About The Position

This is a rewarding role for an experienced RN who loves building relationships with patients and coaching them toward better health. You will support the delivery of three remote care-management services for our primary care and Federally Qualified Health Center (FQHC) partners: Remote Patient Monitoring (RPM), Chronic Care Management (CCM), and Advanced Primary Care Management (APCM). You will monitor patient-generated health data, maintain comprehensive care plans, coordinate care, document communication, collaborate with providers and ultimately help patients make sustainable changes to improve their health. Much of your day will be spent directly interfacing with patients. The right candidate brings genuine empathy and the skill to ask open-ended, patient-centered questions that surface what truly matters to each person, so you can build a care plan with meaningful outcomes. Using an open, non-judgmental, motivational approach, you will meet people where they are, build rapport over time, and keep the door open even when someone is not ready to change today. The remainder of your time is spent on accurate documentation. Each program has specific requirements — RPM monitoring and management time, CCM care-plan and time-tracking rules, and APCM’s bundled service elements — and your records are critical in substantiating the care delivered and each clinic’s billing. You will receive training on documentation standards, the Claris Companion platform, and partner EHRs. Strong attention to detail and comfort with healthcare software are essential.

Requirements

  • Active, unencumbered RN license with multistate privilege through the Nurse Licensure Compact (NLC).
  • Willingness and ability to obtain additional individual state licenses as the patient population requires — a nurse must be licensed in the state where the patient is located. A California and/or District of Columbia license is a strong plus.
  • Minimum 3 years of RN experience; direct experience providing RPM, CCM, and/or APCM is required.
  • Working knowledge of EHRs and patient-monitoring / care-management software, with strong computer and typing skills.
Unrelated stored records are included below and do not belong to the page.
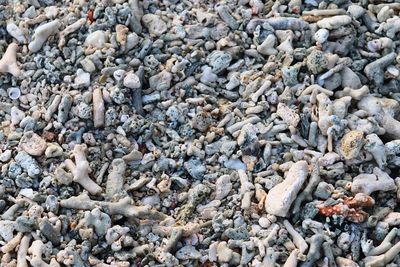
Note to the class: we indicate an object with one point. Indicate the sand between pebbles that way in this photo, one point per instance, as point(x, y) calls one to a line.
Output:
point(199, 133)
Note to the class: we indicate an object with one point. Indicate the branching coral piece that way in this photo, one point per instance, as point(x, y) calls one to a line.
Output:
point(36, 250)
point(23, 251)
point(81, 170)
point(116, 178)
point(8, 62)
point(307, 192)
point(123, 207)
point(377, 181)
point(314, 252)
point(350, 208)
point(98, 108)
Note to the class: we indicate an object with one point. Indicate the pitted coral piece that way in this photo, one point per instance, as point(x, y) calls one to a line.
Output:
point(350, 208)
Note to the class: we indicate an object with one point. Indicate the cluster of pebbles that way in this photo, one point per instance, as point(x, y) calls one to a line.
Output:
point(199, 133)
Experience with eClinical Works, Athena and Epic EHRs is considered an asset.
  • Familiarity with Medicare care-management programs and their documentation and billing requirements — or the ability to learn them quickly.
  • Comfortable working independently under the general supervision of the billing practitioner.
  • Exceptional listening skills and empathy, with the ability to ask patient-centered, open-ended questions and see issues from the patient’s perspective.
  • Highly organized and detail-oriented, with strong time management across a patient panel.
  • Professional, warm, and personable in every patient interaction.

Nice To Haves

  • Care or case management certification (e.g., CCM — Certified Case Manager).
  • Disease-specific certification (e.g., CDCES — Certified Diabetes Care and Education Specialist).
  • Experience serving underserved, community-health, or FQHC patient populations and addressing SDOH.
  • Training or experience in motivational interviewing.
  • Bilingual (Spanish or other languages common to FQHC patient populations).

Responsibilities

  • Log into the Claris Companion platform daily to monitor RPM data and clinical alerts, triage out-of-range readings, and reach out promptly to patients who need support.
  • Help patients stay engaged with their monitoring so they meet program requirements and, more importantly, benefit from the care.
  • Deliver CCM and APCM services: develop and maintain patient-centered, comprehensive care plans; conduct regular check-ins; perform medication reconciliation; and coordinate care transitions and community or social-service referrals.
  • Build trusting, motivational relationships with patients using open-ended, patient-centered conversation, addressing sensitive topics and SDOH with empathy.
  • Document every encounter accurately and log service start and end times to meet each program’s documentation and billing requirements; enter billing and diagnosis codes for the services you provide.
  • Maintain audit-ready records and follow HIPAA and program-compliance standards at all times.
  • Work closely with the supervising practitioner and clinic team, escalating patients who need provider attention in a timely manner.
  • Support continuity of care and the programs’ patient-access expectations as scheduled.
  • Schedule follow-up contacts when all required services cannot be completed in a single session.
  • Ask questions when anything is unclear, and confirm rather than assume.
  • Be your patients’ biggest cheerleader — celebrate small wins and milestones!

Benefits

  • Possibility to convert to a Full-time Permanent Employee position in the future.